I pulled into the lot behind The Grand and went in with him. It was the least I could do because, to a newbie, the reality of the place was overwhelming. After all, this was the former MGM Grand, a whole city unto itself with its half a million square feet. Just like all the other old hotel/casinos, it was now owned by the government and run like a township with its own markets, cops, garbage. All of the mistakes of shoving people together were on display there. Rich folks on top with some elbow room, workers at the bottom nudging for square inches, and those huge casinos that were now tent cities filled with the lingering poor. But if you know cities, you know that each one has its own rhythms, its own codes. I wasn’t sure Nilly would figure those out before getting wilked so I helped him find the box his friend had rented.
Polono Sloane lived at the West End of the place, in a tiny and none too savory crib so small you could stand and eat, sit and shit, lie down and sleep, but not all at once. There was hardly anything in the room and what was there looked boned. A bed with no sheets, a small refrigerator, some papers. There was a television – we called them teeves – in the corner, one of those old flat screens retroed up to a foot-pumped hydro-generator to make a glowering box that mainly showed sprizzle. I could not make out what was on through the ruzz, which struck you as the visual equivalent of strep throat. But I guessed that it was another rerunning of the show the locals called Los Gilliganos. The Feds ran all the teeve programming and they loved old television series. Got the rights somehow and ran them endlessly. Especially this one with the hero - Gilligan, a likeable bungler – seen as everyman struggling to survive in a world of chaotic forces. He was a dreamer whose dreams came to naught, as they ought to. The ship that never came to save him from his island was the future itself. It was perfect, a real brainwash. Accept your misery, America, because there’s nothing else to be. The Zen of blah.
Welcome to Nowhere.
“This is no way to run a country,” Nilly humphed.
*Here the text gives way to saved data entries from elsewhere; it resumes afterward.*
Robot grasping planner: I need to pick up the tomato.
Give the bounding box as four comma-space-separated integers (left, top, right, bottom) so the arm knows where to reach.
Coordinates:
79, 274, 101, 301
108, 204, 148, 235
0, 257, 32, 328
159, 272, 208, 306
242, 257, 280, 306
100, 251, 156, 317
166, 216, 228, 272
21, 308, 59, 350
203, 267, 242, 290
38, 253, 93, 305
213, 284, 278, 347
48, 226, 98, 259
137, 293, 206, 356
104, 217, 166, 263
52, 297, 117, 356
“It’s working great though.”
“It’s falling apart!”
“That’s the genius of it. Once all the old isms failed and destroyed the country, they came up with a new theory called bankruptism. The ultimate acceptance of failure. Nothing left to lose, nothing left to win. The eternal slump. It’s perfect. No one expects anything, so nothing has to be done.”
“Don’t you want better things for yourself?”
“Mr. Nilly, the greatest danger to life on earth was never the bomb or the carbon dioxide. It was hope. Eternal, bibbling, blustering disneying hope. The Feds found a cure for it in a crushing despair that borders on revelation. We’re happy here, happy to be Americans, happy to be alive. We don’t need anything more because there isn’t.”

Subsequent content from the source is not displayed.